Dr. Hal Levison from the Southwest Research Institute, along with Dr. Martin Duncan from Queen’s University, Kingston, Canada, Dr. Ramon Brasser, Observatoire de la Côte d’Azur, France and Dr. David Kaufmann (SwRI) used computer simulations to show that the Sun may have captured small icy bodies from its sibling stars while still in its star-forming nursery cluster.
The researchers investigated what fraction of comets might be able to travel from the outer reaches of one star to the outer reaches of another. The simulations imply that a substantial number of comets can be captured through this mechanism, and that a large number of Oort cloud comets come from other stars. The results may explain why the number of comets in the Oort cloud is larger than models predict.
While the Sun currently has no companion stars, it is believed to have formed in a cluster containing hundreds of closely packed stars that were embedded in a dense cloud of gas. During this time, each star formed a large number of small icy bodies (comets) in a disk from which planets formed. Most of these comets were gravitationally slung out of these prenatal planetary systems by the newly forming giant planets, becoming tiny, free-floating members of the cluster.
The Sun’s cluster came to a violent end, however, when its gas was blown out by the hottest young stars. These new models show that the Sun then gravitationally captured a large cloud of comets as the cluster dispersed.
“When it was young, the Sun shared a lot of spit with its siblings, and we can see that stuff today,” said Levison.
“The process of capture is surprisingly efficient and leads to the exciting possibility that the cloud contains a potpourri that samples material from a large number of stellar siblings of the Sun,” said co-author Duncan.

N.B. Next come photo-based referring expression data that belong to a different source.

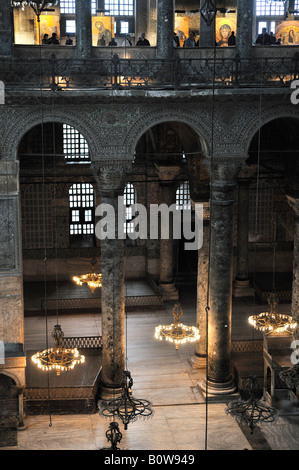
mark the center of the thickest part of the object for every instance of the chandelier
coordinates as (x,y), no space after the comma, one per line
(113,435)
(126,407)
(58,358)
(177,333)
(272,322)
(38,7)
(93,279)
(251,411)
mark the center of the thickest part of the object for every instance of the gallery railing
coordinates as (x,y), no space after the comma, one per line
(149,74)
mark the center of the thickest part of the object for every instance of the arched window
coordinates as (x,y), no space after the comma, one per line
(75,146)
(273,16)
(37,217)
(129,199)
(81,206)
(183,201)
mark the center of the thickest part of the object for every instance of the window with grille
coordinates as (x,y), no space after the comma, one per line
(37,218)
(129,200)
(266,8)
(261,213)
(68,7)
(81,205)
(75,146)
(183,201)
(119,7)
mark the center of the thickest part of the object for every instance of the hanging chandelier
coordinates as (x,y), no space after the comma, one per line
(113,435)
(177,333)
(251,411)
(93,279)
(272,322)
(126,407)
(58,358)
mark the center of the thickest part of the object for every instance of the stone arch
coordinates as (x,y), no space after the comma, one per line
(255,123)
(23,123)
(155,117)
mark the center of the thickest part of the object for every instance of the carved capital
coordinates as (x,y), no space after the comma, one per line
(294,203)
(225,170)
(167,174)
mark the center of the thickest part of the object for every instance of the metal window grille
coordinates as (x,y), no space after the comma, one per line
(129,200)
(75,147)
(81,204)
(261,213)
(266,8)
(68,7)
(183,201)
(119,7)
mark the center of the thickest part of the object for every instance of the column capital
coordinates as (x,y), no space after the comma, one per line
(167,173)
(111,176)
(294,203)
(224,170)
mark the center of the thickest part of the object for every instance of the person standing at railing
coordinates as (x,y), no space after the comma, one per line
(232,39)
(53,39)
(142,41)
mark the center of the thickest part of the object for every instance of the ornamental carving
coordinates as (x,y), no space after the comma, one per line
(111,176)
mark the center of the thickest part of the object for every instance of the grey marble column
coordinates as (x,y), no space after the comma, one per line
(11,279)
(168,186)
(206,33)
(198,361)
(6,27)
(110,178)
(244,27)
(294,203)
(242,286)
(83,29)
(165,28)
(223,188)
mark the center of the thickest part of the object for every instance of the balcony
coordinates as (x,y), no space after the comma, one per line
(131,69)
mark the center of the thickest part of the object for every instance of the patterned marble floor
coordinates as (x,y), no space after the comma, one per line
(181,421)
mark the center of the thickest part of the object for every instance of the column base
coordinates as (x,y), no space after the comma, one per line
(198,362)
(243,288)
(169,291)
(218,391)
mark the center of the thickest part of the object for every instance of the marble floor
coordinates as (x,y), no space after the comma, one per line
(182,420)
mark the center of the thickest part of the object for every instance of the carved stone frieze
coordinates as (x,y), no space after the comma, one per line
(111,175)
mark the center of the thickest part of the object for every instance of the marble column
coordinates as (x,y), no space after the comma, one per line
(242,286)
(6,27)
(168,188)
(294,203)
(223,187)
(198,361)
(244,27)
(165,28)
(11,278)
(110,178)
(83,29)
(206,32)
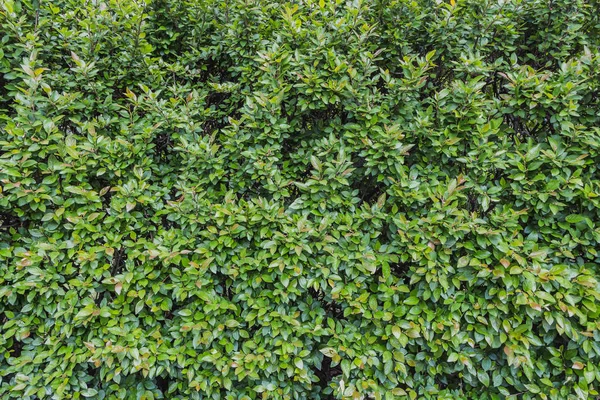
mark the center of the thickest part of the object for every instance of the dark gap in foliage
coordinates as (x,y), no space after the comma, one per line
(162,144)
(116,267)
(9,220)
(16,348)
(326,374)
(163,382)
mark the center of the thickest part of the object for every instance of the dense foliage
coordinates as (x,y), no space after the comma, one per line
(258,199)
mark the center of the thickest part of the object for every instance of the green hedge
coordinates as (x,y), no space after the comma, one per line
(258,199)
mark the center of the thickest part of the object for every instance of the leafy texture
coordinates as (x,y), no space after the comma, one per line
(252,199)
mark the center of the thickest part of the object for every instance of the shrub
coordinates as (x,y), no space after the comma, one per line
(305,199)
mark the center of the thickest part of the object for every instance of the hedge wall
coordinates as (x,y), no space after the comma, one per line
(258,199)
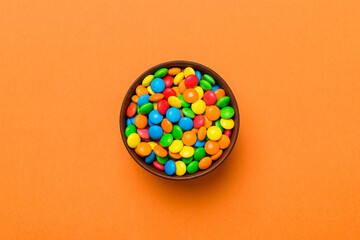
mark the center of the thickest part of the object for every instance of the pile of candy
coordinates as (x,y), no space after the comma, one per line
(179,120)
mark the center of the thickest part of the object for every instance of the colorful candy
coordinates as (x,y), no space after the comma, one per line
(179,120)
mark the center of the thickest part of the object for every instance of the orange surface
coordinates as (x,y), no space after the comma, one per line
(294,67)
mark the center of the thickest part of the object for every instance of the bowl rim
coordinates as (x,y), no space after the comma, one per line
(202,68)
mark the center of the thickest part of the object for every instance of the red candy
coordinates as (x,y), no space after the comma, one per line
(131,110)
(199,121)
(209,98)
(228,132)
(168,81)
(169,92)
(163,106)
(191,81)
(158,166)
(143,133)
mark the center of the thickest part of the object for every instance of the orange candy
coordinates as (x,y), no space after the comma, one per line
(156,97)
(182,87)
(211,147)
(217,155)
(189,138)
(208,123)
(160,151)
(212,113)
(141,90)
(202,133)
(175,155)
(177,90)
(143,149)
(205,163)
(134,98)
(191,95)
(174,71)
(166,125)
(140,121)
(224,141)
(219,93)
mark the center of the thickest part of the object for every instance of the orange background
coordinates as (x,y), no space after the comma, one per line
(294,67)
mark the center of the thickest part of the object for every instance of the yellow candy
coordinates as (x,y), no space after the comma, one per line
(174,101)
(188,71)
(178,78)
(200,91)
(147,80)
(133,140)
(150,90)
(214,133)
(227,123)
(176,146)
(152,144)
(198,107)
(187,152)
(180,168)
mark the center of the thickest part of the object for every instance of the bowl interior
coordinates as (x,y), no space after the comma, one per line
(204,70)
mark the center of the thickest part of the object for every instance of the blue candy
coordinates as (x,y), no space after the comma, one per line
(155,132)
(198,74)
(186,123)
(155,117)
(170,167)
(157,85)
(173,114)
(215,87)
(199,143)
(149,159)
(143,99)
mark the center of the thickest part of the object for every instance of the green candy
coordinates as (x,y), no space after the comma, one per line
(187,160)
(177,132)
(199,153)
(205,85)
(209,79)
(218,124)
(193,167)
(160,73)
(227,112)
(166,140)
(129,130)
(146,108)
(223,102)
(162,160)
(188,112)
(183,102)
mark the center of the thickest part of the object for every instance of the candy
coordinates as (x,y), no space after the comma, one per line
(170,168)
(173,114)
(193,167)
(223,102)
(186,123)
(180,168)
(129,130)
(189,138)
(190,95)
(174,101)
(155,117)
(147,80)
(227,123)
(133,140)
(163,106)
(214,133)
(198,107)
(131,110)
(179,120)
(191,81)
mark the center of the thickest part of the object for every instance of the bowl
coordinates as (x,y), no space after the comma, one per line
(219,81)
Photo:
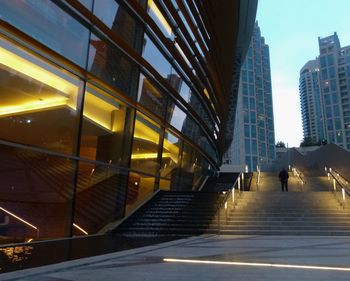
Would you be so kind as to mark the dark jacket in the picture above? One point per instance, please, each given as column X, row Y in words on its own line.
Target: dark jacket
column 283, row 175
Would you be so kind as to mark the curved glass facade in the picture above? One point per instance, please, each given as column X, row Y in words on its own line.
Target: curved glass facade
column 102, row 104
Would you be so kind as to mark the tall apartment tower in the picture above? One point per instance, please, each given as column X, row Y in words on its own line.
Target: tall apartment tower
column 254, row 136
column 310, row 101
column 335, row 89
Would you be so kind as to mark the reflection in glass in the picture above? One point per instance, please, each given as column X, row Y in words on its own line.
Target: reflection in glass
column 38, row 101
column 48, row 23
column 150, row 97
column 37, row 188
column 144, row 158
column 112, row 66
column 171, row 157
column 100, row 197
column 120, row 22
column 104, row 137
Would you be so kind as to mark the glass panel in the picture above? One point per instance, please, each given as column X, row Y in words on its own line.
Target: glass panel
column 171, row 157
column 150, row 97
column 120, row 22
column 36, row 187
column 159, row 19
column 112, row 66
column 144, row 158
column 104, row 136
column 38, row 101
column 152, row 54
column 100, row 198
column 46, row 22
column 140, row 187
column 145, row 145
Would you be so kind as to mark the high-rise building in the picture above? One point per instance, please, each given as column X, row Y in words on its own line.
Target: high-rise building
column 105, row 102
column 334, row 94
column 254, row 136
column 310, row 101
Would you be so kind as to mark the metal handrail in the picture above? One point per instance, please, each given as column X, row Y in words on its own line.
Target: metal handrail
column 225, row 203
column 339, row 175
column 337, row 184
column 299, row 175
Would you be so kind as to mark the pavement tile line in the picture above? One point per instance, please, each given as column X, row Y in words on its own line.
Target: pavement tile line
column 75, row 264
column 294, row 266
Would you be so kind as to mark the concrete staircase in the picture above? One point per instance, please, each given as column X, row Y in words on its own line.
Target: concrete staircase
column 287, row 213
column 173, row 214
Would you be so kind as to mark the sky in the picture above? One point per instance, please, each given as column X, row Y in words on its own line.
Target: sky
column 291, row 29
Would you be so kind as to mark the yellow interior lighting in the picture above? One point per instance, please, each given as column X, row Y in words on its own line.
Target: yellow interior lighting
column 206, row 93
column 80, row 228
column 254, row 264
column 143, row 132
column 18, row 218
column 153, row 7
column 149, row 155
column 36, row 72
column 33, row 106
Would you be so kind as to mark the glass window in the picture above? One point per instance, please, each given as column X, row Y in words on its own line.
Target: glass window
column 246, row 131
column 49, row 24
column 150, row 97
column 112, row 66
column 145, row 145
column 176, row 117
column 104, row 137
column 247, row 146
column 38, row 101
column 324, row 74
column 152, row 54
column 159, row 19
column 171, row 157
column 120, row 22
column 330, row 59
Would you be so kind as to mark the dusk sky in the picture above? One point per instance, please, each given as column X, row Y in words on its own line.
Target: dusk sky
column 291, row 29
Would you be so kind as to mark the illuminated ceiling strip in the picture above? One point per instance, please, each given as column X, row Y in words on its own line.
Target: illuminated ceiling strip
column 153, row 7
column 82, row 230
column 32, row 70
column 259, row 264
column 32, row 106
column 17, row 217
column 152, row 156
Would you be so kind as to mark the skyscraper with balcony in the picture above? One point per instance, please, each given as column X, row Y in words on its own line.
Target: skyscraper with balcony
column 335, row 88
column 105, row 102
column 332, row 93
column 310, row 101
column 254, row 136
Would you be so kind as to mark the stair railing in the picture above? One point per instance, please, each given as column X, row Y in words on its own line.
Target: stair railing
column 229, row 201
column 339, row 186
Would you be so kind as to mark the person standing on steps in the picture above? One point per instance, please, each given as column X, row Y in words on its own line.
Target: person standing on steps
column 283, row 176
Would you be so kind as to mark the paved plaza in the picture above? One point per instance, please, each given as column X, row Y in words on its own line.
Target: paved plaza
column 210, row 258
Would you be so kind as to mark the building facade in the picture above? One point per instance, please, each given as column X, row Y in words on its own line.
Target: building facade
column 105, row 102
column 254, row 135
column 334, row 93
column 310, row 101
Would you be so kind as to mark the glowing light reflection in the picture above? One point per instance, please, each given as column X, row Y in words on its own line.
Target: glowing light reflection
column 259, row 264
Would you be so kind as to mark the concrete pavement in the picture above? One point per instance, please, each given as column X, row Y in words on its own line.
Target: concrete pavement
column 148, row 263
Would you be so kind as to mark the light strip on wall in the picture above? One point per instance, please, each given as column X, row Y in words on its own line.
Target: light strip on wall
column 36, row 72
column 153, row 7
column 18, row 218
column 259, row 264
column 32, row 106
column 81, row 229
column 151, row 156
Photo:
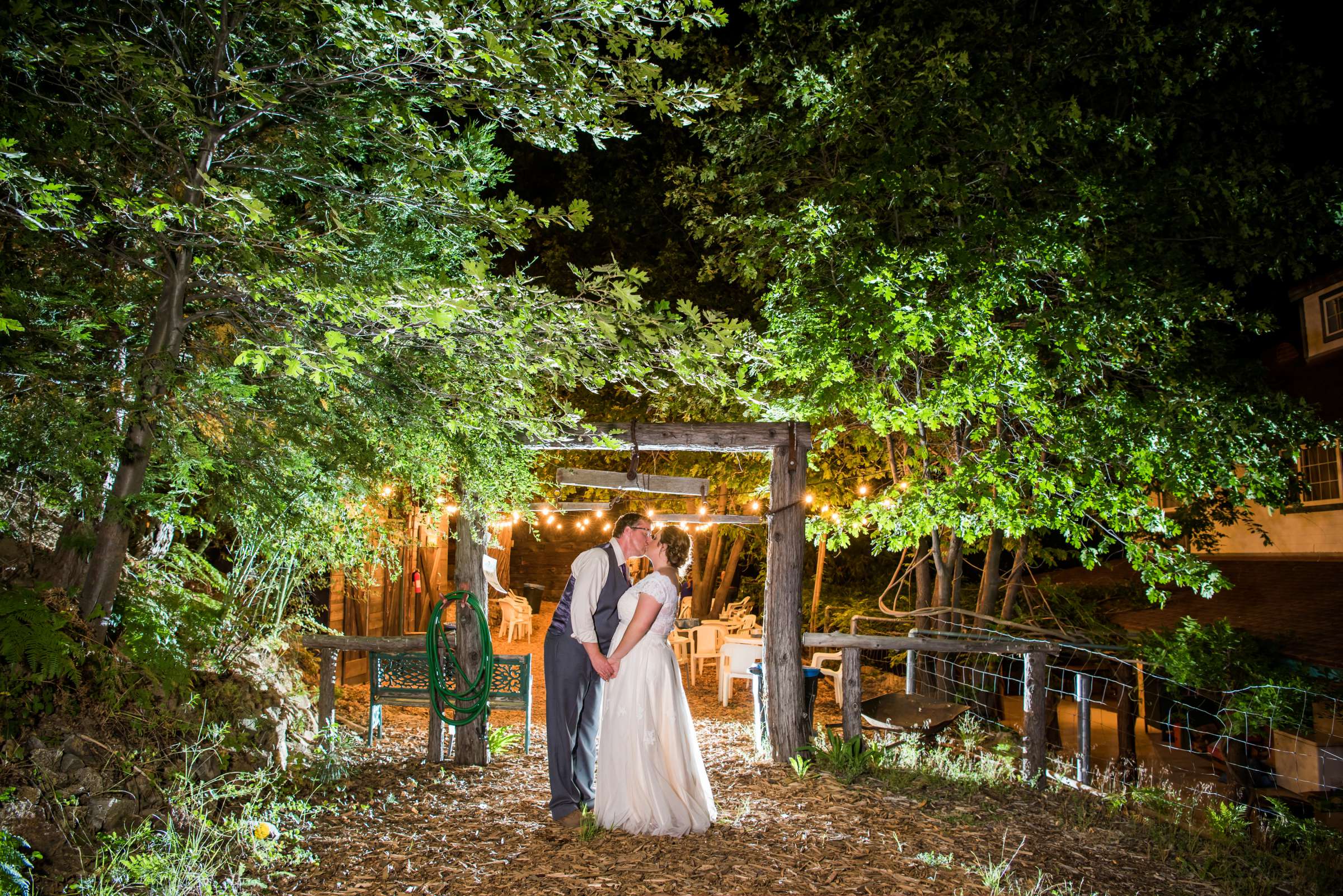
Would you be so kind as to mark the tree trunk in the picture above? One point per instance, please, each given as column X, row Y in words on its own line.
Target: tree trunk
column 783, row 604
column 159, row 364
column 923, row 574
column 472, row 745
column 730, row 572
column 992, row 580
column 1018, row 570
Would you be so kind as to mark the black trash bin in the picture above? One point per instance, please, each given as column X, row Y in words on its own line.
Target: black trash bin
column 532, row 592
column 810, row 678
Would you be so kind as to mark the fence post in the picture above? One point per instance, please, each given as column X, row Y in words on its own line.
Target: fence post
column 1083, row 694
column 852, row 683
column 1127, row 722
column 1035, row 719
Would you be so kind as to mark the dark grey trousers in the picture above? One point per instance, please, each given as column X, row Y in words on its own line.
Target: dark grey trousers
column 572, row 713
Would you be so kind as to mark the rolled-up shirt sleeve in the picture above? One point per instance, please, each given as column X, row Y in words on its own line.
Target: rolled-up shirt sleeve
column 590, row 570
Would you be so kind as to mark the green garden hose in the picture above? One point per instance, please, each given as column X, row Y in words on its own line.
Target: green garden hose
column 471, row 701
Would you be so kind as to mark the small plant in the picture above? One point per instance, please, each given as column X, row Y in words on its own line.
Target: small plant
column 501, row 739
column 849, row 760
column 937, row 860
column 589, row 829
column 335, row 754
column 1228, row 820
column 801, row 765
column 15, row 866
column 971, row 730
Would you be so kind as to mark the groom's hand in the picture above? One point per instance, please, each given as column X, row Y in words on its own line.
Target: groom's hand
column 603, row 667
column 599, row 663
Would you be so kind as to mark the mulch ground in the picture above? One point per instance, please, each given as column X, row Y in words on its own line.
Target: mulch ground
column 408, row 827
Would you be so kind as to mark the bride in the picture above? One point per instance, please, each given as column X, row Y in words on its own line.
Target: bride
column 650, row 777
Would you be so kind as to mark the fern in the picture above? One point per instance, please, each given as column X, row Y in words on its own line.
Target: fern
column 32, row 636
column 15, row 866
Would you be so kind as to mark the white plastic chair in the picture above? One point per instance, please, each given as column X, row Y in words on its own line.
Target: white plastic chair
column 682, row 645
column 515, row 617
column 742, row 624
column 735, row 663
column 834, row 675
column 708, row 642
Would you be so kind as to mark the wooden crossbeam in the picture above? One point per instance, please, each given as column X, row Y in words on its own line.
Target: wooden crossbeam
column 924, row 644
column 618, row 480
column 683, row 436
column 740, row 520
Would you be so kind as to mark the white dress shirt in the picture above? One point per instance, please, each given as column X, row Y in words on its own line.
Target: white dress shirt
column 590, row 570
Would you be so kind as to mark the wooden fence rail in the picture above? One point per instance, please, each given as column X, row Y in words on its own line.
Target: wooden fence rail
column 1036, row 716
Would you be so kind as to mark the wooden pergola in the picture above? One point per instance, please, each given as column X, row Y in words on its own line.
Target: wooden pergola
column 787, row 445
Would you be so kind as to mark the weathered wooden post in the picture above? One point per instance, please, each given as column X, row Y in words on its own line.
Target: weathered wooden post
column 327, row 691
column 1126, row 721
column 783, row 597
column 852, row 683
column 1082, row 692
column 471, row 743
column 1035, row 718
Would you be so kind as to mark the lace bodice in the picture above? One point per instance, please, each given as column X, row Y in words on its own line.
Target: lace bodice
column 661, row 588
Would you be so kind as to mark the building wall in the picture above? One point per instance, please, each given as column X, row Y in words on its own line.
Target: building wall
column 1297, row 534
column 1311, row 321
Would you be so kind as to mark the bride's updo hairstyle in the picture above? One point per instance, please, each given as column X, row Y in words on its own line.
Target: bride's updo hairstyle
column 677, row 543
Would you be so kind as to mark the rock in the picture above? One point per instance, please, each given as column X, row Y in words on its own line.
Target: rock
column 46, row 758
column 281, row 746
column 84, row 781
column 111, row 813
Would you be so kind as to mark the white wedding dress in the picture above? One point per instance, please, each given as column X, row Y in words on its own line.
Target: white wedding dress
column 650, row 776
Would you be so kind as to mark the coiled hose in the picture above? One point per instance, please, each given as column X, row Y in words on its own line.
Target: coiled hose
column 469, row 702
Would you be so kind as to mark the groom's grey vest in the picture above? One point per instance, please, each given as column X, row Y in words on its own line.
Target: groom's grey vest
column 606, row 619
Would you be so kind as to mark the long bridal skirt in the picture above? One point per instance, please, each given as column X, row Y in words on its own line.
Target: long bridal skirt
column 650, row 776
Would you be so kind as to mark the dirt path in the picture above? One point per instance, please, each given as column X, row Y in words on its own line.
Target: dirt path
column 406, row 827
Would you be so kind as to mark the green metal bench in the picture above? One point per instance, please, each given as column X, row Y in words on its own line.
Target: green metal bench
column 402, row 681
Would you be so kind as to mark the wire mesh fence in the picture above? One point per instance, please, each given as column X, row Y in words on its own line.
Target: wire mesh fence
column 1115, row 722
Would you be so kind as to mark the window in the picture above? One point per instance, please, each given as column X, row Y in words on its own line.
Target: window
column 1331, row 314
column 1321, row 469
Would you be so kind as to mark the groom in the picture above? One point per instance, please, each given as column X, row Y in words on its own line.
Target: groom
column 575, row 663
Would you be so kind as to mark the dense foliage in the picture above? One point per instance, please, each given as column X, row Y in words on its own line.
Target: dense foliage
column 1018, row 238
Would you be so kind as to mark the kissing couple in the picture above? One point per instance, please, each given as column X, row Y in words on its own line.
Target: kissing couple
column 652, row 776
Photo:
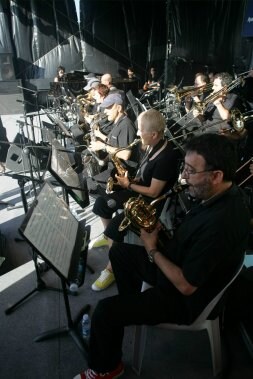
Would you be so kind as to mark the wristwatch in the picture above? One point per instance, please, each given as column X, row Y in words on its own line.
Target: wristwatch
column 151, row 254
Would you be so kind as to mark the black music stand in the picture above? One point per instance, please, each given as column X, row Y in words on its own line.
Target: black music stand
column 57, row 237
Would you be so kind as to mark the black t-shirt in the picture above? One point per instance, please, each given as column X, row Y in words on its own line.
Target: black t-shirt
column 123, row 133
column 208, row 246
column 164, row 166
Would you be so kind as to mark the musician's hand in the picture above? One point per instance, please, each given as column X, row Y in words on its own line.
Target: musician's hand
column 196, row 99
column 218, row 101
column 224, row 131
column 150, row 239
column 123, row 181
column 98, row 134
column 195, row 112
column 96, row 145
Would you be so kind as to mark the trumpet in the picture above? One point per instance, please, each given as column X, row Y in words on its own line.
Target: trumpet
column 250, row 161
column 142, row 215
column 215, row 95
column 193, row 91
column 238, row 119
column 118, row 165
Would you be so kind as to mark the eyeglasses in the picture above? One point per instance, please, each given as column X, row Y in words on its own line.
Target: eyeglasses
column 191, row 171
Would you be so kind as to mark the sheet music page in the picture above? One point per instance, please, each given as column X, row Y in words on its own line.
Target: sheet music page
column 52, row 229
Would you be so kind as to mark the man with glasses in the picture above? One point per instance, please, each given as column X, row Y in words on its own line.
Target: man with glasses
column 195, row 265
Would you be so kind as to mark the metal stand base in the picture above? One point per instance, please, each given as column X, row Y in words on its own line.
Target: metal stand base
column 71, row 327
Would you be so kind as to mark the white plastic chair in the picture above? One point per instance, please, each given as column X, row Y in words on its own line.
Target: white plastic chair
column 201, row 323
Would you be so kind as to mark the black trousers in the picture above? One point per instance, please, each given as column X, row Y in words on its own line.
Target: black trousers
column 161, row 303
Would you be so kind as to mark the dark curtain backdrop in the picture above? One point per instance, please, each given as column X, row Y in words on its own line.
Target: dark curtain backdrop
column 203, row 35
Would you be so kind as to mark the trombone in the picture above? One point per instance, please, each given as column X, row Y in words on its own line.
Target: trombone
column 241, row 167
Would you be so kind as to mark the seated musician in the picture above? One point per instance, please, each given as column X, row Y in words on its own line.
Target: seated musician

Evidence for the team’s scenario comes from the roughly spherical cloud of comets, known as the Oort cloud, that surrounds the Sun, extending halfway to the nearest star. It has been commonly assumed this cloud formed from the Sun’s proto-planetary disk. However, because detailed models show that comets from the solar system produce a much more anemic cloud than observed, another source is required.
“If we assume that the Sun’s observed proto-planetary disk can be used to estimate the indigenous population of the Oort cloud, we can conclude that more than 90 percent of the observed Oort cloud comets have an extra-solar origin,” Levison said.
“The formation of the Oort cloud has been a mystery for over 60 years and our work likely solves this long-standing problem,” said Brasser.
“Capture of the Sun’s Oort Cloud from Stars in its Birth Cluster,” was published in the June 10 issue of Science Express.